3 The Multiple Case Study

As stated in the introduction, the objective of this research is to compare the requirements gathering processes and user story decomposition in Agile and unstructured development processes. Therefore, we designed this study as a multiple case study with a replication design [1].

As depicted in Fig. 1, we first identified the research questions, then selected the case studies and their design.
Fig. 1.

Study design (adapted from [1])

In this section, we present the study process we adopted, the goal, the research questions, and the metrics for the case study. This is followed by a description of the designs used for the case study, the measurement instruments, and the results obtained.

3.1 Study Goal

According to our research objective, we formulated the goal of the case study following the GQM approach [2] as follows:
  • Analyze requirements decomposition in user stories (or tasks)
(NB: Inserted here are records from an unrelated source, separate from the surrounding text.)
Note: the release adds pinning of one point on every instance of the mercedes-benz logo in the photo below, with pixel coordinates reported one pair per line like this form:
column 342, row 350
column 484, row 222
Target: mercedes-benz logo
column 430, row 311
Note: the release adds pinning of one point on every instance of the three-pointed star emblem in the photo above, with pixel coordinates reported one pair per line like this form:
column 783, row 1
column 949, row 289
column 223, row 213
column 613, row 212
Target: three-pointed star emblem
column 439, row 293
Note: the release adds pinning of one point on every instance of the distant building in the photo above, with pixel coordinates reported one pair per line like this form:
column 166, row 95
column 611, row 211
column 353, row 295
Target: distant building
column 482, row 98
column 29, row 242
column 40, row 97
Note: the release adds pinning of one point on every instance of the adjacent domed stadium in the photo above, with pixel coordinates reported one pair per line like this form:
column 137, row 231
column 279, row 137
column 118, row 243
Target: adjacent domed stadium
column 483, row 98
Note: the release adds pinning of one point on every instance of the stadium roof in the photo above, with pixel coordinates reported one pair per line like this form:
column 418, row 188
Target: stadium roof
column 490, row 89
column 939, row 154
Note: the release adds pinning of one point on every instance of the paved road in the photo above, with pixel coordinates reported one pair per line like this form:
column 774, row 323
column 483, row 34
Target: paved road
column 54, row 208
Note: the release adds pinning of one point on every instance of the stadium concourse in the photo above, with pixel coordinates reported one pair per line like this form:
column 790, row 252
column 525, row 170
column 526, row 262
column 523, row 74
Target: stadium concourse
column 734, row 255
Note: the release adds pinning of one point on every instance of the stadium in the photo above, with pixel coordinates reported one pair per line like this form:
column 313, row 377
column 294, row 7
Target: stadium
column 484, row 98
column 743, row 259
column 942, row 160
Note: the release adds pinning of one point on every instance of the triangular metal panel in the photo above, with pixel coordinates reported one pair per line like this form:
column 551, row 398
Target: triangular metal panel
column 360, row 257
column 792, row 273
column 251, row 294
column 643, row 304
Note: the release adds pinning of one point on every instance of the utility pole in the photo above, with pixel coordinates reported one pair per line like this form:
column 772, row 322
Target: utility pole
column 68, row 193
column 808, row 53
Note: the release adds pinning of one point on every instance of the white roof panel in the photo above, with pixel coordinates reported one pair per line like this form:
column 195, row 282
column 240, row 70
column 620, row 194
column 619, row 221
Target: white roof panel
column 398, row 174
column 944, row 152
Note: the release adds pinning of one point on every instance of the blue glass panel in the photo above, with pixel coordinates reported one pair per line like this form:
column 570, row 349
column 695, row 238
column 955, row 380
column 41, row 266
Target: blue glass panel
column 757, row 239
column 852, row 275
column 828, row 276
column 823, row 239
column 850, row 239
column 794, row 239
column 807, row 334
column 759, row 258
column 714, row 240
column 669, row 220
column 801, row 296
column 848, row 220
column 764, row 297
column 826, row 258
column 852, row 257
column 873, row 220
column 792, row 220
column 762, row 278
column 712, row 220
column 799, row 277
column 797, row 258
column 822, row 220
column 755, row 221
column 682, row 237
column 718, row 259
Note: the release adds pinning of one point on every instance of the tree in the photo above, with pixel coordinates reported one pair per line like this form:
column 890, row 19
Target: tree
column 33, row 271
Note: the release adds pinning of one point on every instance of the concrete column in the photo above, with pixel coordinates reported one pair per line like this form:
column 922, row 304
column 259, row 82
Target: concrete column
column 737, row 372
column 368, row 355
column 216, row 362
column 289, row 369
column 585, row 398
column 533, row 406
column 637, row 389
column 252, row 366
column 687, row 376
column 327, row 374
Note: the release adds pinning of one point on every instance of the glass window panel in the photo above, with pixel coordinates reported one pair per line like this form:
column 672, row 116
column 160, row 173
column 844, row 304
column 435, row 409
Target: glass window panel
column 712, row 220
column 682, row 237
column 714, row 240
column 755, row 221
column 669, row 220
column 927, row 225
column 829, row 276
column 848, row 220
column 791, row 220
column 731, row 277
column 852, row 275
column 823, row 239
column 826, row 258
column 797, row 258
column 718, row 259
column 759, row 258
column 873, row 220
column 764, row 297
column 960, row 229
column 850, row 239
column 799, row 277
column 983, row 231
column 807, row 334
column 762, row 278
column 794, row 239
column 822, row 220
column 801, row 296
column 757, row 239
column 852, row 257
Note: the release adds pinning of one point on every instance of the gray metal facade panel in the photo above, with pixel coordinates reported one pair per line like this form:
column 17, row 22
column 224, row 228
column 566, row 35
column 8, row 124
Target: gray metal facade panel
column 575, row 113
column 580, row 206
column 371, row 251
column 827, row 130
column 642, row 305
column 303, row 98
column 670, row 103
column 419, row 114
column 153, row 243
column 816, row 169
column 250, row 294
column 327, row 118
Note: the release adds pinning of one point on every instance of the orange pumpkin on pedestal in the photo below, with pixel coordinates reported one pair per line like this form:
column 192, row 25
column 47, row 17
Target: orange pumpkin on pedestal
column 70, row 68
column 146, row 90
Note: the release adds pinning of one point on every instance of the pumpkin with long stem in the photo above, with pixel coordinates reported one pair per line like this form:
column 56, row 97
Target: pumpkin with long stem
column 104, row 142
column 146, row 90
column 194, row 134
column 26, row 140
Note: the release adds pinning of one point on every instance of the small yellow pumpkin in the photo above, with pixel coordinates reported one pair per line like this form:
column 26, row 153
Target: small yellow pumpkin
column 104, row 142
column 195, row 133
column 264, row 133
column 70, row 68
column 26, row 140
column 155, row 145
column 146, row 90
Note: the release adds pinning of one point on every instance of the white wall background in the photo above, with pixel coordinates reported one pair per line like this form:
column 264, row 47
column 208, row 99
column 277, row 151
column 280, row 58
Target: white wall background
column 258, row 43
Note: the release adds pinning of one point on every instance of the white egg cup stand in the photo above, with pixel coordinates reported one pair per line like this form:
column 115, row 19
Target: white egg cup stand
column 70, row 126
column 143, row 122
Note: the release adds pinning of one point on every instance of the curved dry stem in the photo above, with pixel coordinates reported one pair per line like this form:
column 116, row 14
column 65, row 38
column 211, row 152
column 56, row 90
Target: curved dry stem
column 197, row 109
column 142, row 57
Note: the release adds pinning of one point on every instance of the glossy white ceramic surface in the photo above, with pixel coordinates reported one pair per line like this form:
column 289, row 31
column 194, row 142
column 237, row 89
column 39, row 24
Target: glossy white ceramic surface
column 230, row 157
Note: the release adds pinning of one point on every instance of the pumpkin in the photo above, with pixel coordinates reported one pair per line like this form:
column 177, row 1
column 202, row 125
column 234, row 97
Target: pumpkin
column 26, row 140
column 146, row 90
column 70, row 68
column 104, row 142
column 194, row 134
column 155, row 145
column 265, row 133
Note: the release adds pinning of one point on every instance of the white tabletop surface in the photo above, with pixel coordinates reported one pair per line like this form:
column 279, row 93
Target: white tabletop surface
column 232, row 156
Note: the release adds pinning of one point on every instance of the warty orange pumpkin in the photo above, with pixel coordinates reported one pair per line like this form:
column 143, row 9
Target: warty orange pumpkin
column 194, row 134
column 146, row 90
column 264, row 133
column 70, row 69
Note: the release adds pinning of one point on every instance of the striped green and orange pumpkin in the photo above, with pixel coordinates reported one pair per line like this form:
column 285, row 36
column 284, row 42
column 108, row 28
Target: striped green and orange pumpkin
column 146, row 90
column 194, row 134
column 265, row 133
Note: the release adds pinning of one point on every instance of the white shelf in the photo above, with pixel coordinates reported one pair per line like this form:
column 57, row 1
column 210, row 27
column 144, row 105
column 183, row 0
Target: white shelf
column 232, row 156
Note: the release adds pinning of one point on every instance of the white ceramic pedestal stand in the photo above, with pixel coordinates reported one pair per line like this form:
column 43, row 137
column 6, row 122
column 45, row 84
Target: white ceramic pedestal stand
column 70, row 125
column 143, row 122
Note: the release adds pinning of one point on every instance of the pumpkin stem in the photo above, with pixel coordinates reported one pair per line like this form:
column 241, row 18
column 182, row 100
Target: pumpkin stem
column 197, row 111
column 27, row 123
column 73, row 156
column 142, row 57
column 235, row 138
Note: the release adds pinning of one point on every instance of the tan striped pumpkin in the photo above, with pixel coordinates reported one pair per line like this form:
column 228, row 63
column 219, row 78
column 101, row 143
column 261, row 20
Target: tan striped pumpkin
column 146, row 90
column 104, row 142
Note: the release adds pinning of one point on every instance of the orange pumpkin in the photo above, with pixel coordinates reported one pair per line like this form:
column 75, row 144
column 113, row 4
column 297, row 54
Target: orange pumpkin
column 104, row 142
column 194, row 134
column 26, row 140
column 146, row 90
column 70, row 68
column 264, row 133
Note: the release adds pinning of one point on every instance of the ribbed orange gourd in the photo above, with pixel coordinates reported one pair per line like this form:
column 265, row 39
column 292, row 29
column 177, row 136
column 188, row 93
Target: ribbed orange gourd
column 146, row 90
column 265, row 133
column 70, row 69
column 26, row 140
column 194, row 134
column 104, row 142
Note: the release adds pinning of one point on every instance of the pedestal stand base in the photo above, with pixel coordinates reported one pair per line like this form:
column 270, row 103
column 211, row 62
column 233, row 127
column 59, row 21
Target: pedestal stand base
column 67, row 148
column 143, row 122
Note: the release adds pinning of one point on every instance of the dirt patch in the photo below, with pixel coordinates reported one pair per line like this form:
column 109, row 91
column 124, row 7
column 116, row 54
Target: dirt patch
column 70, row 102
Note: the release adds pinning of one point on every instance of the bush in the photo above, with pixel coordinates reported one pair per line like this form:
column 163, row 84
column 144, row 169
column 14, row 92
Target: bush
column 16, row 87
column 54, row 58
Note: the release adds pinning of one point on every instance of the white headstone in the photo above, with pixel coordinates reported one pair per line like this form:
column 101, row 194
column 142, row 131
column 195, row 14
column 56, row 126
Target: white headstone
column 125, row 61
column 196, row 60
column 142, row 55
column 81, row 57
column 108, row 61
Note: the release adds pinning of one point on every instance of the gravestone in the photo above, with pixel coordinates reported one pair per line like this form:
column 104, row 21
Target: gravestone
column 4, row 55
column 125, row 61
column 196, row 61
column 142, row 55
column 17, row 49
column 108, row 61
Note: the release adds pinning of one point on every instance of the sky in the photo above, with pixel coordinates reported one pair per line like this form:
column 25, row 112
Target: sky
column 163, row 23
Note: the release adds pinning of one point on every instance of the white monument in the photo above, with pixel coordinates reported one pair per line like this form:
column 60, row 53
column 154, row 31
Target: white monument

  • For the purpose of comparison

  • With respect to the granularity

  • From the point of view of software developers

  • In the context of Scrum, Scrum with Kanban, XP, and an ad-hoc development process

Note that in the case of Agile processes, we refer to user stories, whereas in the case of the ad-hoc development process, we refer to tasks. This leads to the following research question:

RQ1: How does the requirements decomposition of user stories differ between the four considered development processes?
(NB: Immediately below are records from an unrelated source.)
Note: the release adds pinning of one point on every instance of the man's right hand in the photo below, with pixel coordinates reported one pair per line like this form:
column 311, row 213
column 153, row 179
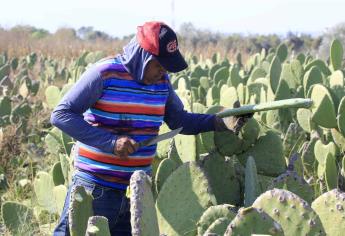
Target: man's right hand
column 124, row 146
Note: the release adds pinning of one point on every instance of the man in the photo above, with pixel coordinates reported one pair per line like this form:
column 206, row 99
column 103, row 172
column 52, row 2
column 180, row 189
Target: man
column 117, row 103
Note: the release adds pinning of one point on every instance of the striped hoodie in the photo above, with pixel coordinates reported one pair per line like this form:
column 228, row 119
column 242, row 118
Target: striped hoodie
column 110, row 100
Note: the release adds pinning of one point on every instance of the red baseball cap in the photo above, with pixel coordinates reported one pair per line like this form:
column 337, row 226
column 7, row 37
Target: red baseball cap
column 160, row 40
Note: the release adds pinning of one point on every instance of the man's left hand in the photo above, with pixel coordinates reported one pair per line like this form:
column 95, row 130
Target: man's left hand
column 233, row 123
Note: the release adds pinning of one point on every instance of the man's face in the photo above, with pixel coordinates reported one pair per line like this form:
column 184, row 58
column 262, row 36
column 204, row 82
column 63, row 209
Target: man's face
column 153, row 72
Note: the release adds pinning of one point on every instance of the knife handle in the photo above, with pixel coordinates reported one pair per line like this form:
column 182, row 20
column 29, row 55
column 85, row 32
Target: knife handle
column 138, row 145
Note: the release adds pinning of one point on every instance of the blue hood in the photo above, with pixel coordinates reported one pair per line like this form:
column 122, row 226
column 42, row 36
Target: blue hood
column 135, row 59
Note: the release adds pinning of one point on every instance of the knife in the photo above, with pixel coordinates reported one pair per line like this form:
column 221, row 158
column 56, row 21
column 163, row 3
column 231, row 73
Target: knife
column 154, row 140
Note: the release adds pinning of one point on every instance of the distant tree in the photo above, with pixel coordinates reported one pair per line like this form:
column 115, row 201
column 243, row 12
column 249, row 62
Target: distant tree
column 66, row 34
column 88, row 33
column 336, row 32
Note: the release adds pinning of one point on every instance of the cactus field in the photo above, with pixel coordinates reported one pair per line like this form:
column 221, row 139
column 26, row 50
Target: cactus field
column 283, row 174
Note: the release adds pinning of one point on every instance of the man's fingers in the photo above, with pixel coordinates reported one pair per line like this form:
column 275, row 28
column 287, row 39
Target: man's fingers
column 131, row 146
column 237, row 104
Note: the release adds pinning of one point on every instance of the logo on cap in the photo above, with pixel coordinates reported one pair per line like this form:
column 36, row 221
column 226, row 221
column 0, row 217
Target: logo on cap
column 172, row 46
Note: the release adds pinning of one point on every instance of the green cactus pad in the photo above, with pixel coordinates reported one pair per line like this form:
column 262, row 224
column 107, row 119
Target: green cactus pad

For this research question, we defined six metrics:
  1. M1:

    Number of requirements: the number of requirements provided by the product owner;

     
  2. M2:

    Number of user stories: the number of decomposed user stories;

     
  3. M3:

    Number of tasks/user stories per requirement: describes how each requirement was decomposed in each team for each requirement;

     
  4. M4:

    Total effort (actual development time): time spent (hours) to develop the whole application;

     
  5. M5:

    Total effort for each requirement: time spent (hours) to implement requirements among the different teams;

     
  6. M6:

    Total effort per task/user story: time spent (hours) to implement each task/user story; and

     
  7. M7:

    Strategy used to decompose requirements into tasks or user stories: strategy described in the literature used to decompose each requirement, assigned to two researchers of this paper studying the names of the decomposed requirements.

     

3.2 Study Design

We designed our study as a multiple-case replication design [1]. We asked four development teams to develop the same application. The four sub-case studies are sufficient as replications since the teams have similar backgrounds. All the teams received the same requirements provided by the same entrepreneur, who acted as product owner and within the same timeframe.
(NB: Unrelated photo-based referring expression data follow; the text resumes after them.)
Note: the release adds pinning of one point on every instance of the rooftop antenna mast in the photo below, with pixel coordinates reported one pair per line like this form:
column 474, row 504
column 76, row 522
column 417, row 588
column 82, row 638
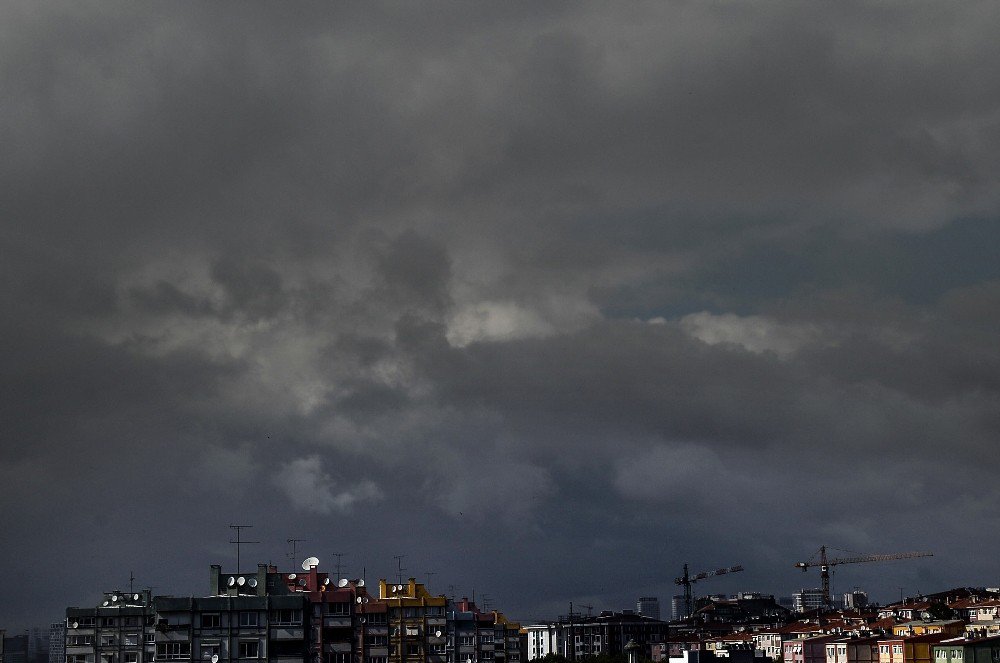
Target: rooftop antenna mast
column 338, row 556
column 294, row 543
column 399, row 568
column 239, row 542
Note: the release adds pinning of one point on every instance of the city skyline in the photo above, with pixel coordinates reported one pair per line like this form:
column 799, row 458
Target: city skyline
column 548, row 299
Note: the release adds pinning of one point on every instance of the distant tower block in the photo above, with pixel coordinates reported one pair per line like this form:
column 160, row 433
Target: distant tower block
column 648, row 606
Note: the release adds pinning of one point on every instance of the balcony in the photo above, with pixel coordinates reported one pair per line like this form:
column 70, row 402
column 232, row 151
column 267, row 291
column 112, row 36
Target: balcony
column 337, row 621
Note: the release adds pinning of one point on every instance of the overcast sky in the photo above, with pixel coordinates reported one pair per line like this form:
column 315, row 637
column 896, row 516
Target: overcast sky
column 549, row 298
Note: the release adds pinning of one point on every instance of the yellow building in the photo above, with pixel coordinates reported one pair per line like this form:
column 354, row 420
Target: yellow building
column 417, row 622
column 948, row 627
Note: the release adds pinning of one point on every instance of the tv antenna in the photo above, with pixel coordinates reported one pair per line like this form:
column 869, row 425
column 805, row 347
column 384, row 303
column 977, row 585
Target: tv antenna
column 239, row 542
column 295, row 546
column 399, row 568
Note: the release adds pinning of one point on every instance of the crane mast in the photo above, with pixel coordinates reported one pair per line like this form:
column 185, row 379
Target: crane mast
column 687, row 580
column 825, row 563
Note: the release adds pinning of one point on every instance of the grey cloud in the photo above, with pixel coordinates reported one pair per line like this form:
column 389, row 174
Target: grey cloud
column 404, row 260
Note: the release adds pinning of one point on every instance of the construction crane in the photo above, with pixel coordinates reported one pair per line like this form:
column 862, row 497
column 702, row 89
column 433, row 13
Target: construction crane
column 687, row 580
column 825, row 563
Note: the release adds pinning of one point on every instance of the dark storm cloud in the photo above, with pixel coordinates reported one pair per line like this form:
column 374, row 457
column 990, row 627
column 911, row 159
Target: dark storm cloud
column 632, row 284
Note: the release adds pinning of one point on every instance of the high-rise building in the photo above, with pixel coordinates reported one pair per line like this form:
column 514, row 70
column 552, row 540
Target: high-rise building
column 57, row 642
column 648, row 606
column 808, row 599
column 677, row 607
column 855, row 600
column 272, row 617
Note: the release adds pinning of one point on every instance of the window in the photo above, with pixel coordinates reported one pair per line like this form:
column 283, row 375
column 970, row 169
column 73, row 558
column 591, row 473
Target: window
column 286, row 617
column 249, row 649
column 168, row 651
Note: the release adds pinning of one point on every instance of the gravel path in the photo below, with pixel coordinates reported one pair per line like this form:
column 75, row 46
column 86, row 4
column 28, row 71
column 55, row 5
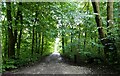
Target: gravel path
column 54, row 64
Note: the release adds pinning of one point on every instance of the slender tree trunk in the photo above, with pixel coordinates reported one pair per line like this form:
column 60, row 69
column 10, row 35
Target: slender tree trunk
column 20, row 34
column 39, row 42
column 107, row 43
column 36, row 41
column 99, row 25
column 33, row 32
column 71, row 37
column 79, row 39
column 11, row 42
column 63, row 49
column 42, row 46
column 111, row 40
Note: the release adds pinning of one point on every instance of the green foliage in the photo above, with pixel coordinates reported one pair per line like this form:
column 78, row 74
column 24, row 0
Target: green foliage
column 42, row 22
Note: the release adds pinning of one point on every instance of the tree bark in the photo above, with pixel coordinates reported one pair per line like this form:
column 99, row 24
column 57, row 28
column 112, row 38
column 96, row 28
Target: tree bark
column 42, row 47
column 110, row 44
column 11, row 41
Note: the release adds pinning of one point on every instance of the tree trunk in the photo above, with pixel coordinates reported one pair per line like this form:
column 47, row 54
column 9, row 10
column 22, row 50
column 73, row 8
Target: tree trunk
column 63, row 49
column 11, row 41
column 110, row 44
column 33, row 31
column 42, row 47
column 39, row 42
column 99, row 25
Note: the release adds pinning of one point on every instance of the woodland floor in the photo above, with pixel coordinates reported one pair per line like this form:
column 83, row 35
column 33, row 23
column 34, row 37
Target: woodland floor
column 55, row 64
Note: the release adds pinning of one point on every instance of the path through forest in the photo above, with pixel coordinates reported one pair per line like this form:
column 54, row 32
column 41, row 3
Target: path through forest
column 55, row 64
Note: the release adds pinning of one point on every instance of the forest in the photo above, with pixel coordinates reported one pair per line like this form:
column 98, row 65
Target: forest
column 88, row 32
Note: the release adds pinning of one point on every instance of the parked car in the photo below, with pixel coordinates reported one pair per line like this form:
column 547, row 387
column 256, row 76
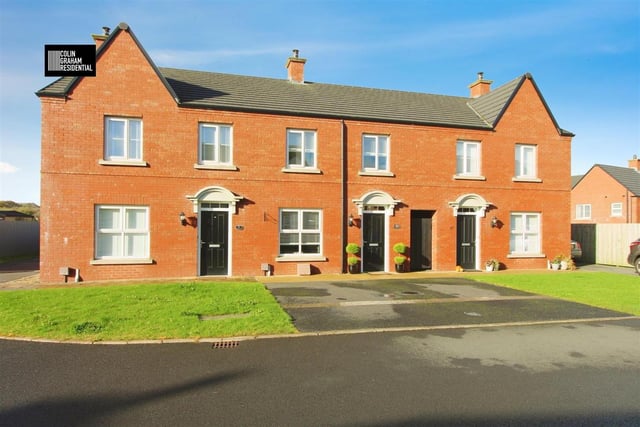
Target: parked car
column 576, row 250
column 634, row 254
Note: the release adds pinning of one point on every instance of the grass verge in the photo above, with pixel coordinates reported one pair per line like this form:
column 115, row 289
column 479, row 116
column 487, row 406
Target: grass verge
column 604, row 290
column 149, row 311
One team was required to develop the project in Scrum, one in Scrum with Kanban, another one using XP, and the last one was free to develop using an ad-hoc process, as shown in Fig. 2. We call the ad-hoc development process the “Banana” process, since this term is used among practitioners to describe processes that produce immature products, which have to “ripen” after being shipped to the customer, like bananas.
Fig. 2.

Study design

As the population of our study, we selected four groups of master students in computer science from two universities involved in the Software Factory Network [6]. One group was from the Master in Computer Science curriculum of the University of Bolzano-Bozen (Italy) and the other four groups were from the Master in Information Processing Science curriculum of the University of Oulu (Finland). The groups had very similar backgrounds since they were all master students in computer science and both universities have similar programs due to their participation in the European Master in Software Engineering (EMSE, http://em-se.eu/) program and having taken classes on agile software development and software engineering. International students took part in this project, originating from Finland, India, Nepal, China, Russia, Bangladesh, Germany, Italy, and Ghana.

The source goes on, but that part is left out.